Desde esa fecha, hasta ahora, ha transcurrido un mes. “Cuatro o cinco presidentes anteriores no han hecho lo que nosotros”, afirmó Balcázar, durante una actividad institucional, hace una semana. La actual gestión, sin embargo, destaca más por los cuestionamientos que recibe, decisiones con idas y vueltas, y una precariedad institucional que se hace ostensible de manera constante.
Una tras otra
Desde un Gabinete con más de la mitad de sus miembros bajo investigaciones, la improvisación imperante en designaciones ministeriales o el tino de sus declaraciones, Balcázar acumula una cadena de desaciertos.

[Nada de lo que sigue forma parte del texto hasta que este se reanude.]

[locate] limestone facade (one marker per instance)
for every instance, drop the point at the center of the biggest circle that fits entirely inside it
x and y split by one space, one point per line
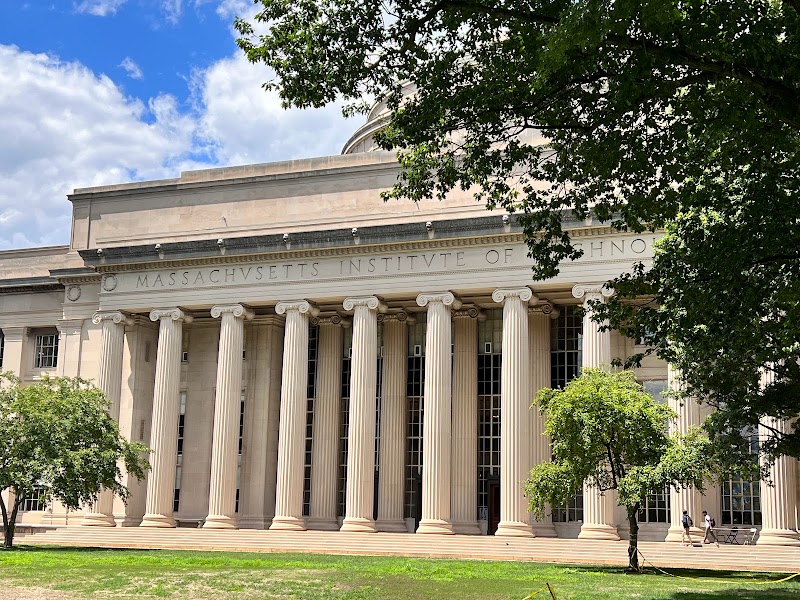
300 355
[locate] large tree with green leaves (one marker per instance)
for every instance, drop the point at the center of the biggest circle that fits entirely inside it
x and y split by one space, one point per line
674 115
59 443
608 431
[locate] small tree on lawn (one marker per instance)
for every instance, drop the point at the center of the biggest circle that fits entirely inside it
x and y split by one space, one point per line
607 430
59 443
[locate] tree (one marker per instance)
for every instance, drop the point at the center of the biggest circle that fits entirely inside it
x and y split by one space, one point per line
59 443
608 431
674 115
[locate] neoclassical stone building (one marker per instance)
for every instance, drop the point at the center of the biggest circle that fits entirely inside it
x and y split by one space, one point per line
299 354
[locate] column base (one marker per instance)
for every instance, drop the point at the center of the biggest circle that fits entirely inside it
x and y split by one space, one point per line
467 528
598 531
98 520
435 526
322 524
287 524
776 537
220 522
162 521
513 529
391 526
674 534
544 529
358 524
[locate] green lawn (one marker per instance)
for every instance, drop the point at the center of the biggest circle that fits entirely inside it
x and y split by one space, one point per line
94 573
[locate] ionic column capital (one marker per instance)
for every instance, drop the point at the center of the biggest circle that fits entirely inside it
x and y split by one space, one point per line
301 306
399 317
501 295
335 319
544 307
114 316
597 291
237 310
176 314
446 298
370 302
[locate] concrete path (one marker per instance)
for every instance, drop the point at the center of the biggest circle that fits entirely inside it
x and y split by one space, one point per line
661 554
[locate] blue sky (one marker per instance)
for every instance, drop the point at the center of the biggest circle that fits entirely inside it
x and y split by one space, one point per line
94 92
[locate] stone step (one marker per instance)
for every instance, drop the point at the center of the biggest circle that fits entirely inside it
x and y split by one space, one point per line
749 558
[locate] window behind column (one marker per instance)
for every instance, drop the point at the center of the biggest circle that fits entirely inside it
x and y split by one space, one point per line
46 350
490 349
311 394
741 499
415 391
566 337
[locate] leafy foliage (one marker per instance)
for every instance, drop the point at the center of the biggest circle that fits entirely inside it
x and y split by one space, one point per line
608 431
58 437
680 115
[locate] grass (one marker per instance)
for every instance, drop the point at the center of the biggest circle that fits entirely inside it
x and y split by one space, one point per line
95 573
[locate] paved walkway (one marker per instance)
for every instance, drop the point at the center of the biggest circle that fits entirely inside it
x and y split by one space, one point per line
661 554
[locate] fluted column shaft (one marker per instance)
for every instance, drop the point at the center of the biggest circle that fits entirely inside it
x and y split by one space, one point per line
393 418
514 417
465 421
291 436
325 434
539 318
227 405
363 406
436 429
598 508
688 499
779 500
164 429
109 380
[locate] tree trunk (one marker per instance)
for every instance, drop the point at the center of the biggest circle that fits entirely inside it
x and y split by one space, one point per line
633 543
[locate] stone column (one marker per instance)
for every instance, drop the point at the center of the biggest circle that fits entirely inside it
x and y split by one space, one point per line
779 500
514 417
363 406
465 421
164 429
15 349
437 427
291 439
325 440
393 419
688 499
539 317
598 509
227 404
109 380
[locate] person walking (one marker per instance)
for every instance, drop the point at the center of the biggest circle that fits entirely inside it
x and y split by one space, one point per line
687 523
710 523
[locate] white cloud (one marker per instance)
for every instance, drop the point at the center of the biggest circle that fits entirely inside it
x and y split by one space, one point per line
130 66
248 125
65 127
99 8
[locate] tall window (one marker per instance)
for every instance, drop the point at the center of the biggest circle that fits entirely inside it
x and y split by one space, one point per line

Las decisiones adoptadas en los primeros días de su mandato ya permitían avizorar una potencial línea de trabajo marcada por la improvisación.
El Gobierno anunció al economista Hernando de Soto como futuro premier el 22 de febrero. El comunicado se realizó a través de la red social X junto a una fotografía del mandatario y de De Soto. Solo dos días después, la ministra de Economía de la gestión anterior, Denisse Miralles, tomó juramento como primera ministra.
“Me quedé esperando que el presidente me convoque, en algunos casos había que comprar fajines y, de repente, por televisión, me entero que básicamente se restituye el antiguo Gabinete y se confirma el cerronismo y otros intereses privados”, indicó De Soto a RPP.
El economista agregó que recibió un “par de decenas de llamadas de César Acuña”, candidato presidencial de Alianza para el Progreso (APP). “No contesté ni una sola llamada para indicar que estoy siendo independiente”, acotó sobre las razones de su frustrada designación.
Las cercanías o influencias de APP con el Gobierno, sin embargo, se materializarían poco después. El 12 de marzo, la gestión de Balcázar designó como presidente de EsSalud a Luis Rosales, un apepista que postuló a una alcaldía en Cajamarca en 2014.
La elección fue considerada como la continuidad de APP en la institución, pues el antecesor de Rosales, Segundo Acho Mego, también recibió cuestionamientos por la misma razón.
Según Punto Final, bajo el liderazgo de Acho se designó por lo menos a doce funcionarios ligados a APP; entre ellos, Iván Saldaña Estrada, exasesor de Richard Acuña, el hijo del candidato presidencial.
Desvío
Pero hay más. La sensación de la escasa autoridad de Balcázar se evidenció la tarde del martes 17, cuando fue consultado por la prensa sobre posibles cambios en el gabinete ministerial. “Todos los ministros están todavía en sus puestos. Nadie ha renunciado”, respondió el dignatario, por la mañana, en los exteriores de Palacio.
No obstante, hacía apenas unos minutos, tras el mediodía, que ya se conocía la renuncia de Miralles. ¿El presidente no lo sabía? El despelote ministerial se completó cinco horas después con el juramento de Luis Arroyo como primer ministro. Todo ello, un día antes de que Miralles acudiera al Congreso para pedir el voto de confianza.
“Ese ha sido uno de los puntos que el Parlamento me recomendó para afrontarlo decididamente (voto de confianza). Ese ha sido el único motivo para designar al nuevo Presidente del Consejo de Ministros”, indicó Balcázar a RPP un día después.
El cambio de premier significó el ingreso de otros cinco nuevos ministros. Otros trece fueron ratificados. Así, del total de 19 ministros –incluido el premier–, 10 cuentan con investigaciones en curso.
Del grupo de nuevos ministros destacan los titulares de las carteras de Economía e Interior, Rodolfo Acuña y José Zapata, respectivamente. El primero registró una investigación por lavado de activos, mientras el segundo se comprometió a “detallar” después las imputaciones en su contra.